Execute JavaScript (Server-side)

Audience: Low-Code Engineer
Skill Prerequisites: JavaScript

Executes JavaScript code on the server side, optionally returning variables. This action is based on the Microsoft/ClearScript library that uses the Google V8 engine. It is a pure JavaScript framework, so there won't be access to the window or the document object. Other than that, it brings the full flexibility of JavaScript, plus some .net helpers to help write better code, faster.

All tokens that exist in the Execution Context when this action runs will be available inside the script as local variables. Note that JavaScript is a case-sensitive language, so variables names will be in the exact case as the token name.

note

This action requires Microsoft Visual C++ Redistributable for Visual Studio 2019 be installed on the server to run properly. Download it from Visual Studio Downloads.

Input Parameter Reference

ParameterDescriptionSupports Tokens
Script NameA unique name that identifies what this script is about. It will be used for error and debug messages and logging and as the filename for the .js file exported to GitHubNo
Local VariablesBy default, all tokens in the context, as well as global tokens, are already available as local JavaScript variables. Additional variables can be created through this setting. It's useful, for example, to have non-developers control the flow of the code. Note that variables in JavaScript are case sensitive, so, when used, their names must match exactly the way they were defined in this setting.Yes
CodeThe JavaScript code to run. It supports full syntax. To have the values exported back to the process, simply use return statements.No

Output Parameters Reference

ParameterDescription
Output TokenA token name to hold the result generated by the script so it can be used in subsequent actions. This parameter is optional. Note that if the return is a complex object, its properties will be accessible through the [<Output Token>:<Property Name>] syntax.

Events Reference

Event NameDescription
On ErrorIf an error occurs in the script, it will trigger the execution of the list of actions specified for this event.

Returning Data

Data can be returned from the script back to the process simply by issuing a return statement. The returned value will be stored in the context under the name specified for the Output Token setting above.

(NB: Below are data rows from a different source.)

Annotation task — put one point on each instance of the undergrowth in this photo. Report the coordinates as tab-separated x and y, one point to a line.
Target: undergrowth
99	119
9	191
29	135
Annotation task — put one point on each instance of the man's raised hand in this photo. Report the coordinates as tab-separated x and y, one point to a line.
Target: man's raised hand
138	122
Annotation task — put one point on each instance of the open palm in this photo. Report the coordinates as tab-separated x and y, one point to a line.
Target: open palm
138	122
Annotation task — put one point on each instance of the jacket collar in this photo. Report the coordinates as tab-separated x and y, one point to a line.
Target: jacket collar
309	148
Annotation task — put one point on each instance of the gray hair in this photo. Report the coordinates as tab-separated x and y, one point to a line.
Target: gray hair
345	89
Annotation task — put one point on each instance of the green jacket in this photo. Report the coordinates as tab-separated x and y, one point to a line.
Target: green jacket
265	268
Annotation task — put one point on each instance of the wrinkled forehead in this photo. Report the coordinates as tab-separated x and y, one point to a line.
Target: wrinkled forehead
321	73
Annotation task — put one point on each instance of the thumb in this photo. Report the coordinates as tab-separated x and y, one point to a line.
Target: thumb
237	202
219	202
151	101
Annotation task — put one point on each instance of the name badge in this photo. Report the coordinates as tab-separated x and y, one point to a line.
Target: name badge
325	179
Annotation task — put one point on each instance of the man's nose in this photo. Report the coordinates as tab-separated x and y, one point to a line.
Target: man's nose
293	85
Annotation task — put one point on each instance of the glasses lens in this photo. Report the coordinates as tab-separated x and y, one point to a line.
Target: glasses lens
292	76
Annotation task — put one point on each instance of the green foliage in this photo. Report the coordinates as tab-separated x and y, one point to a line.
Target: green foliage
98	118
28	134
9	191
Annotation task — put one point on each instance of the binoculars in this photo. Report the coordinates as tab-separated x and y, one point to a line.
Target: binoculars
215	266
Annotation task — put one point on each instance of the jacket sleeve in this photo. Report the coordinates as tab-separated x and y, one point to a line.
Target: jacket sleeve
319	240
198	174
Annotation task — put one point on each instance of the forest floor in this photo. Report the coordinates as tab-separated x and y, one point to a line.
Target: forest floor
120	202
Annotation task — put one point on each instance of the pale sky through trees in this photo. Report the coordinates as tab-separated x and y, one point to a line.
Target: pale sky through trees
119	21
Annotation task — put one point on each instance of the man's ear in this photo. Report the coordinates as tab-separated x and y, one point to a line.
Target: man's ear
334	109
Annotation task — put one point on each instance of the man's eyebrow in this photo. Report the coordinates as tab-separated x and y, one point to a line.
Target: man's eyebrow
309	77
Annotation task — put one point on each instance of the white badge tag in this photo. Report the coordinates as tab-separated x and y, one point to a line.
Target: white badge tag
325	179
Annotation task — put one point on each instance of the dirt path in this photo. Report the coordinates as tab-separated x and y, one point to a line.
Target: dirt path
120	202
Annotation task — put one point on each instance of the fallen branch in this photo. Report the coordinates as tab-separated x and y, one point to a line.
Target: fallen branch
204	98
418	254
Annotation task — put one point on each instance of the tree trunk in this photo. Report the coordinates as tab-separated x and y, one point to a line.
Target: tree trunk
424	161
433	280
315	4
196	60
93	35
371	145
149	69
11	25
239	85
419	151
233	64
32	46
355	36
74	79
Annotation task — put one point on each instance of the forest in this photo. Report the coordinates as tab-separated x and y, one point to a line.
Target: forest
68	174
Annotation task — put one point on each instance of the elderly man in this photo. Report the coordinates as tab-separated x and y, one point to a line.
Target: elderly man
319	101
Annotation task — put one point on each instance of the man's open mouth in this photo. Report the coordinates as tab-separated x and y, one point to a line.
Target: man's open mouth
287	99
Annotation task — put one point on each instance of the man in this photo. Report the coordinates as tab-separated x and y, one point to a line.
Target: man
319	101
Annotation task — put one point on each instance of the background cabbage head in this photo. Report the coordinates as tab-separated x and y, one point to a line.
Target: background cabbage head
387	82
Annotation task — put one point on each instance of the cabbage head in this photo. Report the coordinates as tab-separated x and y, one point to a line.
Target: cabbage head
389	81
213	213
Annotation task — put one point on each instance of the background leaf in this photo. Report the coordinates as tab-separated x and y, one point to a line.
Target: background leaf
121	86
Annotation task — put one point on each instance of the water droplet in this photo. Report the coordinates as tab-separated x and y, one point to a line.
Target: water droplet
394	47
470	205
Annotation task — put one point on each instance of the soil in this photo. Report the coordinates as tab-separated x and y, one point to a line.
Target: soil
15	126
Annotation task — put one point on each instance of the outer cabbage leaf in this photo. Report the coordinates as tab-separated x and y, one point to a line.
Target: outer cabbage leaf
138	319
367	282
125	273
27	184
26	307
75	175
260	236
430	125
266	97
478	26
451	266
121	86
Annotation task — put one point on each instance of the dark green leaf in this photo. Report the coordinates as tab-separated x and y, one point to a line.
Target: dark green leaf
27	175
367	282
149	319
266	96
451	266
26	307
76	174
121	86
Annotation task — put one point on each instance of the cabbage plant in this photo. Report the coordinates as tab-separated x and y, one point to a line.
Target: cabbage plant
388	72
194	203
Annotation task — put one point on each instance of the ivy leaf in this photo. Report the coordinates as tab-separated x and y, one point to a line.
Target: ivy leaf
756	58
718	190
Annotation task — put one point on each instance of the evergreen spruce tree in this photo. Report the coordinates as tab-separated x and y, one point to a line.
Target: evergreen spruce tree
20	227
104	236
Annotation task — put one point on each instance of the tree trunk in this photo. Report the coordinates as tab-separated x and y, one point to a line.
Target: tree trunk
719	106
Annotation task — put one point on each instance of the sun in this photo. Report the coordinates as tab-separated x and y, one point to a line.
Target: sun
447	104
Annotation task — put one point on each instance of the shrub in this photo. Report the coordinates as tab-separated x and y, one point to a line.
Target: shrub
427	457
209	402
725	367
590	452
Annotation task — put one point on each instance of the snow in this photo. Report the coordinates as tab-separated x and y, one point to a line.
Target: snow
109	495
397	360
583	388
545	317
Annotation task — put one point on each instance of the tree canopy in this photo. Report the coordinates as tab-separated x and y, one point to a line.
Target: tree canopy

Given the example below, if the Output Token was set to Sum, then the result can be accessed in following actions by using the [Sum] token.

// Example: return a primitive value (a number)
return a + b;

If the returned value is a complex object, the output token is expanded to include the first level properties as well. It's also common practice to return objects when the script must return multiple values.

Given the example below, if the Output Token was set to Guest, then the data will be accessible in the following actions by using the [Guest:Username] and [Guest:VisitCount] tokens. Accessing the root token, [Guest], would bring back the JSON for the entire object.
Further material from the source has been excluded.